XX, 3. Februar 1912

Lieber Herwarth, liebes Kurtchen, ich habe meine beiden Ringe verschenkt; es tut mir so leid, aber ich habe mir einen großen, braunen Käfer aus Glas in Messing fassen lassen; er sitzt auf meinem Mittelfinger wie auf einem kahlen Herbstast und sehnt sich nach Sommer und Sonne, nach Blüten und Silberblättern und wahrscheinlich nach einem Glühwürmchen.

Herwarth, wir sind nur auf dem Wege, das Leben ist nur Weg, hat keine Ankunft, denn es kommt nicht woher. Wohin soll man da? Immer in sich Zuflucht nehmen! Darum sind ja die Menschen so arm, ihre Herzen sind Asyle, sie fühlen sich sicher in ihren geselligen Heimstätten. Wohin soll man da? Mein Herz ist zerfallen; o, diese Einsamkeit zwischen gebrochenen Säulen! Da ein luxuriöses Herz – und wenn es aus Marmor ist?

Meine Lieben, ich bin sehr neugierig geworden; ich beginne mich zu fragen, ob ich intellektuell bin oder stumpf? Manchmal denk ich was, das geht über meine Grenzen; über Eure Horizonte habe ich wohl lange schon gedacht. Aber wo komme ich hin, wenn ich über meinen Mauern und Zäunen hänge, wo sich noch nicht Land vom Meer getrennt hat? Wer wird mir Schöpfer sein!! Werde ich meinen Schöpfer lieben oder ihn anbeten in Ehrfurcht?

Wenn ich ernstlich krank bin, dann hole ich keinen Arzt, Herwarth, aber einen Astronomen, jedenfalls einen Sterndeuter oder einen Fakir, meinetwegen einen Gaukler. Eher stellt »der« fest, wie weit mein Sternbild Corpus von dem Sternbild Psyche entfernt ist, als der anerkannteste Professor.

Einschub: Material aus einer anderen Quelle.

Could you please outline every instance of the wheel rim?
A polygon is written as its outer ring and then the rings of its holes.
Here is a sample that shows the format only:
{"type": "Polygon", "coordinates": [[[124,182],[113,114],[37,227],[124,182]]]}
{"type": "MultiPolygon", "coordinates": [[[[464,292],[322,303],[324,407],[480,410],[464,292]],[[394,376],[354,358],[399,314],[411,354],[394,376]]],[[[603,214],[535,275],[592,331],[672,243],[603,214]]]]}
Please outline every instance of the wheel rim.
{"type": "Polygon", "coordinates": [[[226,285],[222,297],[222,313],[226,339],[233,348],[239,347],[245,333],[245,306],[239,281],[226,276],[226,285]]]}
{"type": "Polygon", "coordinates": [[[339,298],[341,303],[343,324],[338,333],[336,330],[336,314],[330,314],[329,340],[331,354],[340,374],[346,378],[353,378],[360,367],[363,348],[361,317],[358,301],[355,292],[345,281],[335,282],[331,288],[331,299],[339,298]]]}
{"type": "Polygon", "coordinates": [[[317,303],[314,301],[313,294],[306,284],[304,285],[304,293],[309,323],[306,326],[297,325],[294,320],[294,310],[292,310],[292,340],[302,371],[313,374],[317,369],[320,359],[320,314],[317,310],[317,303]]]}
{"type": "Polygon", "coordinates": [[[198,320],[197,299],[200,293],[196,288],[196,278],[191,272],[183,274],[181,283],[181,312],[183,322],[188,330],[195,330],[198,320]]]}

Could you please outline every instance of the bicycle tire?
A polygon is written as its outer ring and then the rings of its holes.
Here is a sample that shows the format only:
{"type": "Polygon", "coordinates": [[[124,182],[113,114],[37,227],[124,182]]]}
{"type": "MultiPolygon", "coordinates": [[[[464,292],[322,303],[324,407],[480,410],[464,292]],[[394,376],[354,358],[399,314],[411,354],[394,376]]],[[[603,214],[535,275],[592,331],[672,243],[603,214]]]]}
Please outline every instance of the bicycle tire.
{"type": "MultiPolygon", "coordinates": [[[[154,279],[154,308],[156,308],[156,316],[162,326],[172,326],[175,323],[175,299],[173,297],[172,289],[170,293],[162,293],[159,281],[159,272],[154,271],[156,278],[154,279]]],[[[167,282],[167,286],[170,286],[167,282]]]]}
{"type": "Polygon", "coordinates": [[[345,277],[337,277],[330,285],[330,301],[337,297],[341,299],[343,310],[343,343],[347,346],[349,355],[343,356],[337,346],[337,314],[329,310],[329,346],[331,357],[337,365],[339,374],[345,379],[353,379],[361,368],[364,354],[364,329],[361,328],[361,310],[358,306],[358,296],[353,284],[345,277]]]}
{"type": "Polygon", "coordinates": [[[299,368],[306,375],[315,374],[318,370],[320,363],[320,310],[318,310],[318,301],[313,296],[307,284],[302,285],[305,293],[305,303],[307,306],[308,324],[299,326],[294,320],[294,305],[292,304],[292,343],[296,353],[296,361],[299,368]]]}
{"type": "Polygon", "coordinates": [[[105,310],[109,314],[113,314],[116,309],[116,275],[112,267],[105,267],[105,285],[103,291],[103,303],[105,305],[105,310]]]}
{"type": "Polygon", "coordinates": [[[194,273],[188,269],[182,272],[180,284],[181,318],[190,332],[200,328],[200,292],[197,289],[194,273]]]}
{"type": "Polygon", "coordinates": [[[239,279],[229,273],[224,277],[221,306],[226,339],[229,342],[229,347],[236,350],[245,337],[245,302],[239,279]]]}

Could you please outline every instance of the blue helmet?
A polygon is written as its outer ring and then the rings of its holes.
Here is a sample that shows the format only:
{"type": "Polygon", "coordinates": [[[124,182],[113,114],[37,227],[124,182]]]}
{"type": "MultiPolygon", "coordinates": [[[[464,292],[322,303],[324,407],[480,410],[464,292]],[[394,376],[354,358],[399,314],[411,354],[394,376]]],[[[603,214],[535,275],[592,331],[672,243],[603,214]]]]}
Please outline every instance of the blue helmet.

Herwarth, ich habe meine medizinische Arbeit gedichtet (nicht geschrieben), darum werde ich wohl den Doktorhut bekommen, aber ihn nur Carneval aufsetzen dürfen.

Lieber Herwarth, ich habe im Berliner Tageblatt einen Ruf nach dem Simplizissimusmaler Ludwig Kainer und seiner Frau, der Malerin, ergehen lassen. Beide sind plötzlich verschwunden. Ich hänge aber eingeschlossen einigemale in ihrer Wohnung. Wie es mir gehn mag, meinen verschieden aufgefaßten Ichs?

Kurtchen, steht Gefängnis auf Schweinehund? Oder Geldstrafe? Oder verjährt nach zwei Jahren ein Schimpfwort, wie zum Beispiel Schweinehund? Ich habe vor zwei Jahren mal jemand so genannt; ich möchte endlich von der Kette los.

Ich muß manchmal an die Schwärmerin denken vom Sylvester im Café des Westens. Sie kniete vor mir (eine mir höchst unsympathische Stellung), aber sie kniete im Blut, denn der Wein inselte unseren Tisch. Ich trug mein Kriegsgewand und alle meine Dolche, und nie war ich so vornehm der Prinz von Theben, wie an der Grenze zwischen Alt und Neujahr. Ich habe der Schwärmerin versprochen, nicht mehr Platt zu sprechen in meiner norwegischen Korrespondenz; liegt auch im Grunde nur Brüderschaft in der ollen Omgangssprake twischen Pitter Boom on mek.